Les prospections qui ont été réalisées dans les exploitations de pomme de terre et dans les chambres frigorifiques, dans la région de Berkane et Oujda, ont permis d’obtenir 23 isolats dont 22 issus des feuilles et 1 isolat issu de tubercule. L’isolement du pathogène est réalisé à partir des fragments de tissus malades des tubercules et feuilles et la technique de repiquage directe des sporocystes est la seule qui semble efficace et fiable. Le pathogène a été identifié sur la base des observations macroscopique et microscopique. La culture pure obtenue a été cultivé sur cinq milieux de culture (DFPDT, PDA, CMA, PP, NYDA) afin de suivre et contrôler différents paramètres liés au champignon.

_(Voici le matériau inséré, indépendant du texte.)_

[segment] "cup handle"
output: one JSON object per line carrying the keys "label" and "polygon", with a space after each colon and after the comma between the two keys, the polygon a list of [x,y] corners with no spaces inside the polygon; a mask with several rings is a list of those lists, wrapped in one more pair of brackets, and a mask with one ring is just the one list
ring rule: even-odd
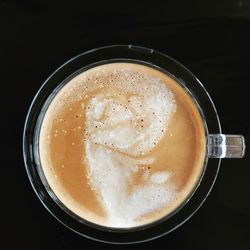
{"label": "cup handle", "polygon": [[245,148],[245,139],[242,135],[208,135],[209,158],[242,158]]}

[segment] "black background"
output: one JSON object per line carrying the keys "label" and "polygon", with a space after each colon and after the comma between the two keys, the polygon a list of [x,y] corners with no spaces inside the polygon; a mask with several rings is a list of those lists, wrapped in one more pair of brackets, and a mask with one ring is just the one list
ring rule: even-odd
{"label": "black background", "polygon": [[[0,1],[1,239],[6,249],[133,248],[85,239],[57,222],[33,192],[22,129],[43,81],[98,46],[135,44],[188,67],[213,98],[224,133],[250,139],[250,1]],[[209,198],[181,228],[136,247],[250,249],[250,153],[226,159]]]}

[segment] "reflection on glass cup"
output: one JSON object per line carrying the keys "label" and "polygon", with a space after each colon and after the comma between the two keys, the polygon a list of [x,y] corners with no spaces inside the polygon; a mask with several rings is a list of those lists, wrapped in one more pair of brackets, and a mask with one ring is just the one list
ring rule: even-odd
{"label": "reflection on glass cup", "polygon": [[152,49],[94,49],[56,70],[27,115],[23,153],[43,205],[73,231],[136,243],[170,233],[208,196],[221,158],[244,156],[222,134],[199,80]]}

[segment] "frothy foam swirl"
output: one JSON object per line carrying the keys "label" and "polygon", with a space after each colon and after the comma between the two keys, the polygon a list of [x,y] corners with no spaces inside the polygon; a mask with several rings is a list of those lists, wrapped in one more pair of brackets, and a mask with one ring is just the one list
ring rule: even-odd
{"label": "frothy foam swirl", "polygon": [[131,183],[142,165],[155,160],[148,154],[167,133],[176,105],[173,93],[153,76],[130,69],[112,74],[106,86],[96,81],[95,95],[84,108],[85,153],[89,184],[106,211],[107,225],[130,227],[175,196],[167,171],[144,169],[140,184],[131,188]]}

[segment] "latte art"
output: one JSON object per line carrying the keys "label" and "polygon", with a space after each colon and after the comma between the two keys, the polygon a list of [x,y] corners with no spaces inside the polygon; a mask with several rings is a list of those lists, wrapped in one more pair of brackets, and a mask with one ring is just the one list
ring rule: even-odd
{"label": "latte art", "polygon": [[190,95],[167,74],[104,64],[55,94],[39,153],[49,192],[67,211],[131,228],[169,215],[189,197],[203,171],[204,125]]}
{"label": "latte art", "polygon": [[[154,162],[147,153],[167,133],[176,106],[173,93],[157,78],[140,78],[129,70],[114,76],[109,92],[99,92],[86,107],[84,146],[89,183],[99,194],[107,224],[128,227],[165,206],[175,194],[168,183],[171,174],[150,175],[145,164]],[[143,178],[130,190],[140,168]]]}

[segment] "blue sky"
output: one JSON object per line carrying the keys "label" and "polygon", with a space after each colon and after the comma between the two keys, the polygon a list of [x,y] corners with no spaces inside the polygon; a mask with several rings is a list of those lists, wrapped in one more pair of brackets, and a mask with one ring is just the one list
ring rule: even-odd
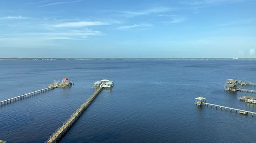
{"label": "blue sky", "polygon": [[2,0],[0,57],[256,58],[256,1]]}

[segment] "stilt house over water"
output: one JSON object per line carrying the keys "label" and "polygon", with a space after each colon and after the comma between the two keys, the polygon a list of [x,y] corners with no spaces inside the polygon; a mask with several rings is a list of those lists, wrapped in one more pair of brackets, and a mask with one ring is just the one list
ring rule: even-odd
{"label": "stilt house over water", "polygon": [[101,85],[103,84],[103,88],[105,89],[111,89],[114,87],[113,81],[110,81],[108,79],[103,79],[99,81],[96,81],[93,84],[93,89],[98,89]]}
{"label": "stilt house over water", "polygon": [[238,81],[237,80],[232,79],[228,79],[226,84],[225,84],[224,90],[232,91],[238,91]]}

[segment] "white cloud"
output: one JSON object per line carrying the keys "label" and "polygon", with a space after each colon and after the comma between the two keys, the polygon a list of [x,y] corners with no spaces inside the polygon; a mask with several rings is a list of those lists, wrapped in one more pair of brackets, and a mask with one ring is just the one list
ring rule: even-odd
{"label": "white cloud", "polygon": [[171,21],[168,21],[168,22],[170,23],[178,23],[182,22],[184,21],[185,21],[184,18],[173,18],[173,19]]}
{"label": "white cloud", "polygon": [[28,19],[29,18],[28,17],[22,16],[20,15],[17,16],[8,16],[6,17],[0,17],[0,20],[7,20],[7,19],[17,19],[17,20],[24,20]]}
{"label": "white cloud", "polygon": [[126,17],[133,17],[138,15],[148,15],[153,13],[159,13],[168,12],[174,10],[174,8],[168,7],[157,7],[139,11],[126,11],[121,12],[125,14]]}
{"label": "white cloud", "polygon": [[124,26],[119,27],[118,28],[119,30],[131,29],[137,27],[148,27],[152,25],[148,24],[134,24],[132,25],[126,25]]}
{"label": "white cloud", "polygon": [[84,26],[101,26],[109,25],[110,23],[107,22],[102,22],[99,21],[81,21],[74,22],[66,22],[52,25],[51,27],[57,28],[67,28],[67,27],[80,27]]}
{"label": "white cloud", "polygon": [[218,25],[218,26],[228,26],[231,25],[240,25],[240,24],[248,24],[251,23],[253,21],[254,21],[254,19],[245,19],[243,20],[232,21],[228,23],[223,23]]}
{"label": "white cloud", "polygon": [[60,2],[52,3],[49,3],[49,4],[41,5],[40,6],[38,6],[38,7],[44,7],[57,5],[59,5],[59,4],[73,3],[78,2],[81,2],[81,1],[83,1],[82,0],[76,0],[76,1],[66,1],[66,2]]}
{"label": "white cloud", "polygon": [[199,5],[206,4],[214,4],[223,3],[239,3],[251,1],[254,0],[196,0],[183,2],[183,3],[187,3],[191,5]]}
{"label": "white cloud", "polygon": [[70,30],[61,32],[19,33],[0,35],[0,41],[18,39],[31,40],[82,40],[88,36],[103,35],[102,32],[87,29],[85,30]]}

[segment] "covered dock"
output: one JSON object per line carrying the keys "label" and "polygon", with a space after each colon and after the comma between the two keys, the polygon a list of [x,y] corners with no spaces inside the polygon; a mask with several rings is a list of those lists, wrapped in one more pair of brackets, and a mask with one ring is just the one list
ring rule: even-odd
{"label": "covered dock", "polygon": [[114,82],[108,79],[103,79],[100,81],[95,82],[92,86],[93,89],[98,89],[101,85],[105,89],[111,89],[114,87]]}
{"label": "covered dock", "polygon": [[239,100],[245,101],[245,102],[256,104],[256,97],[250,96],[242,96],[238,97]]}

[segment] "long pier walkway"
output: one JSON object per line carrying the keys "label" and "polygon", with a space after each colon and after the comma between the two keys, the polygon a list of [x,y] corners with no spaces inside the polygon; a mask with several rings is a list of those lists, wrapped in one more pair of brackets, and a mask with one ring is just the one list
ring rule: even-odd
{"label": "long pier walkway", "polygon": [[60,85],[58,84],[58,85],[54,85],[54,86],[50,86],[50,87],[48,87],[47,88],[44,88],[42,89],[35,91],[34,92],[30,92],[28,93],[22,94],[20,96],[18,96],[16,97],[14,97],[13,98],[7,99],[6,99],[6,100],[4,100],[3,101],[0,101],[0,106],[7,105],[9,103],[11,103],[12,102],[14,102],[15,101],[17,101],[18,100],[22,100],[22,99],[24,99],[25,98],[27,98],[27,97],[30,97],[30,96],[31,96],[34,95],[36,95],[36,94],[38,94],[39,93],[41,93],[43,92],[45,92],[46,91],[49,91],[50,90],[52,90],[53,89],[55,89],[57,87],[58,87],[59,85]]}
{"label": "long pier walkway", "polygon": [[256,115],[256,112],[254,112],[248,111],[238,109],[236,109],[236,108],[228,107],[226,107],[226,106],[223,106],[218,105],[216,105],[216,104],[208,103],[206,103],[205,102],[202,102],[202,103],[204,105],[210,105],[211,107],[214,106],[216,108],[217,108],[217,107],[219,107],[220,109],[221,109],[222,108],[225,109],[225,110],[229,109],[230,111],[234,110],[234,111],[236,111],[236,112],[237,112],[237,111],[239,111],[239,112],[240,113],[243,113],[243,114],[245,114],[245,115],[247,115],[247,113],[251,113],[252,116],[253,116],[254,114]]}
{"label": "long pier walkway", "polygon": [[66,133],[81,116],[84,110],[92,103],[94,98],[100,93],[103,88],[103,84],[100,85],[91,97],[46,140],[45,143],[55,143],[60,141]]}
{"label": "long pier walkway", "polygon": [[243,89],[241,88],[238,89],[238,91],[241,92],[251,92],[251,93],[256,93],[255,90],[247,90],[247,89]]}
{"label": "long pier walkway", "polygon": [[242,86],[256,86],[256,83],[246,81],[238,81],[238,84]]}
{"label": "long pier walkway", "polygon": [[59,83],[58,82],[54,82],[53,83],[50,84],[48,87],[44,88],[42,89],[40,89],[39,90],[37,90],[34,92],[30,92],[28,93],[22,94],[21,95],[12,97],[9,99],[7,99],[6,100],[4,100],[2,101],[0,101],[0,106],[2,105],[7,105],[8,104],[11,103],[12,102],[14,102],[18,100],[20,100],[25,98],[27,98],[30,97],[33,95],[35,95],[39,93],[41,93],[43,92],[45,92],[46,91],[49,91],[50,90],[52,90],[58,87],[65,87],[68,86],[73,85],[73,83],[70,82],[63,82],[62,83]]}

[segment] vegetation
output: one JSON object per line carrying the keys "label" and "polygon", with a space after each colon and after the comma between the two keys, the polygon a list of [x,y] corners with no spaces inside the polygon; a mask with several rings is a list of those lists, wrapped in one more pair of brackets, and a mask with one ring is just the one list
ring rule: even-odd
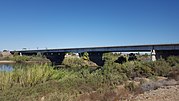
{"label": "vegetation", "polygon": [[[38,57],[40,56],[39,54]],[[63,61],[63,64],[72,68],[55,69],[49,64],[17,65],[13,71],[0,72],[0,100],[71,101],[79,100],[79,97],[85,94],[93,98],[100,95],[101,100],[109,100],[112,96],[110,94],[114,93],[118,85],[125,84],[127,91],[136,91],[139,86],[133,82],[135,78],[168,76],[179,64],[178,57],[155,62],[115,62],[119,56],[121,54],[106,53],[103,57],[104,66],[93,70],[86,63],[89,60],[74,57],[68,57]],[[22,59],[18,55],[15,57],[23,61],[29,59]],[[129,80],[132,82],[128,82]],[[129,93],[127,91],[123,90],[121,95]]]}

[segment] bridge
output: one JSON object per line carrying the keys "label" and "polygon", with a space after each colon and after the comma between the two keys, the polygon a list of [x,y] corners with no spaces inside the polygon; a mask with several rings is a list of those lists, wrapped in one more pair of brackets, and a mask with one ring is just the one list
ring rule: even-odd
{"label": "bridge", "polygon": [[89,53],[89,59],[97,65],[103,65],[103,53],[107,52],[151,52],[151,60],[167,58],[168,56],[179,56],[179,43],[175,44],[150,44],[150,45],[129,45],[129,46],[109,46],[109,47],[88,47],[88,48],[66,48],[66,49],[43,49],[43,50],[20,50],[10,51],[12,54],[18,52],[22,55],[45,55],[54,64],[61,64],[65,54],[84,52]]}

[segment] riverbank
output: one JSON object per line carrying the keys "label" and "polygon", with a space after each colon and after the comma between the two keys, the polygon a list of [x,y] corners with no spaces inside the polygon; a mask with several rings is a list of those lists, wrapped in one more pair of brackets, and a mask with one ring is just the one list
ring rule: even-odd
{"label": "riverbank", "polygon": [[14,64],[16,63],[15,61],[9,61],[9,60],[3,60],[3,61],[0,61],[0,64]]}
{"label": "riverbank", "polygon": [[[0,64],[15,64],[16,61],[11,60],[2,60],[0,61]],[[24,61],[24,63],[50,63],[49,61]]]}

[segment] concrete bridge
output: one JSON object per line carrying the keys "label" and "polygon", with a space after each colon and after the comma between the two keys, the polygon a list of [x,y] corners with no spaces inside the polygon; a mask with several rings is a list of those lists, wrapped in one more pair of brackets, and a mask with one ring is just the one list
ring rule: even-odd
{"label": "concrete bridge", "polygon": [[103,65],[102,55],[107,52],[151,52],[151,59],[153,61],[159,58],[167,58],[172,55],[179,56],[179,43],[11,51],[12,54],[15,52],[22,55],[36,55],[40,52],[54,64],[61,64],[66,53],[73,52],[83,54],[84,52],[88,52],[91,61],[95,62],[97,65]]}

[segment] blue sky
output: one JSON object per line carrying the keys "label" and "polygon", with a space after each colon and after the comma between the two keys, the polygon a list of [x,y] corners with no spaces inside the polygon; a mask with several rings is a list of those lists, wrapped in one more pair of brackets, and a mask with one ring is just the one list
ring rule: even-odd
{"label": "blue sky", "polygon": [[179,0],[1,0],[0,50],[179,43]]}

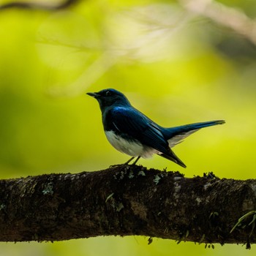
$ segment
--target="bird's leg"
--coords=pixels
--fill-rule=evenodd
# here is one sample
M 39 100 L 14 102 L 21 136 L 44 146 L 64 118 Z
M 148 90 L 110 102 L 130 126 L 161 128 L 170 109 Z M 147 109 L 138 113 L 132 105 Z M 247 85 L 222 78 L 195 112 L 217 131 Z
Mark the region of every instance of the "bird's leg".
M 132 157 L 131 159 L 129 159 L 127 162 L 126 162 L 124 165 L 128 165 L 133 159 L 135 157 Z
M 140 158 L 140 157 L 138 157 L 136 160 L 132 163 L 132 165 L 135 165 L 136 162 L 139 160 Z

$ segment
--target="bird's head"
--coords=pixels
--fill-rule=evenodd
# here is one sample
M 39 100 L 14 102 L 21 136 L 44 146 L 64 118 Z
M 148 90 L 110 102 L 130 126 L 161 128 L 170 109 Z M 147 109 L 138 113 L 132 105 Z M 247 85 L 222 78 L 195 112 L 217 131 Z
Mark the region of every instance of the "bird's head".
M 98 92 L 88 92 L 88 95 L 95 98 L 102 111 L 105 108 L 115 105 L 130 105 L 127 98 L 120 91 L 113 89 L 108 89 Z

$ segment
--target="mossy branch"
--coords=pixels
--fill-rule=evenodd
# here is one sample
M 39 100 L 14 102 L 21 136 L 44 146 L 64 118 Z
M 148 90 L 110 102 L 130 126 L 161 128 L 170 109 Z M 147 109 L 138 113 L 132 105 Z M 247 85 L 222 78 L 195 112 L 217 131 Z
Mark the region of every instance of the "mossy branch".
M 255 209 L 252 179 L 187 178 L 137 165 L 29 176 L 0 181 L 0 241 L 139 235 L 248 244 L 256 241 L 252 217 L 237 223 Z

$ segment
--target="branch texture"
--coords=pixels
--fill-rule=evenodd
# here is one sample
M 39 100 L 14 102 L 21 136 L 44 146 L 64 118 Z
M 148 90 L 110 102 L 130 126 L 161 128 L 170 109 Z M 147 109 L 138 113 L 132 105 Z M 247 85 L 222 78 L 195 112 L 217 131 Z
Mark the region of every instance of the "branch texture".
M 256 180 L 187 178 L 137 165 L 29 176 L 0 181 L 0 241 L 140 235 L 249 244 L 255 209 Z

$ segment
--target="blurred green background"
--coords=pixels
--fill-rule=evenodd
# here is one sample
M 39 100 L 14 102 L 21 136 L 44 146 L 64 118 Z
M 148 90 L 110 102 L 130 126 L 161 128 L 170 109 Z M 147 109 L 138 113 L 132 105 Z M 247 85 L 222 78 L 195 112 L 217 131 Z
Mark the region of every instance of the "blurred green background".
M 241 35 L 239 29 L 225 23 L 243 21 L 241 12 L 253 18 L 256 5 L 223 1 L 232 12 L 220 7 L 224 13 L 217 17 L 225 18 L 222 24 L 201 8 L 204 1 L 194 1 L 195 10 L 206 12 L 201 15 L 188 2 L 95 0 L 55 12 L 0 10 L 1 177 L 101 170 L 127 161 L 108 143 L 98 104 L 86 94 L 115 88 L 162 126 L 227 121 L 174 148 L 186 170 L 157 156 L 140 164 L 187 177 L 214 171 L 221 178 L 255 178 L 255 35 L 246 29 Z M 208 2 L 214 11 L 214 2 Z M 206 249 L 204 244 L 158 238 L 148 246 L 147 239 L 1 243 L 0 255 L 256 252 L 253 245 L 250 251 L 237 245 Z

Les mesures ont concerné l’observation périodique de la couleur et de l’aspect des colonies à 4°C et 20°C, le diamètre des colonies et la vitesse de la croissance mycélienne à 20 °C, la survie du mycélium à 4°C et à 20°C et la sporulation des isolats dans chaque milieu de culture. Tous ces paramètres sont meilleurs dans le milieu DFPDT, suivie par les milieux PP et PDA, moyenne dans le milieu NYDA et faible dans le milieu CMA. Seul le milieu de culture CMA a conduit à un changement d’aspect et de couleur du champignon. Les milieux de culture PDT, PP et PDA, pourront donc être utilisés pour une meilleure croissance, conservation et sporulation de P. infestans.

La vitesse de croissance mycélienne des isolats sur milieu PP gélosé la plus élevée a été enregistrée pour l’isolat ISOSLM avec 9,51 mm/jour et la plus faible a été enregistré pour l’isolat ISOACH avec 3,64 mm/jour.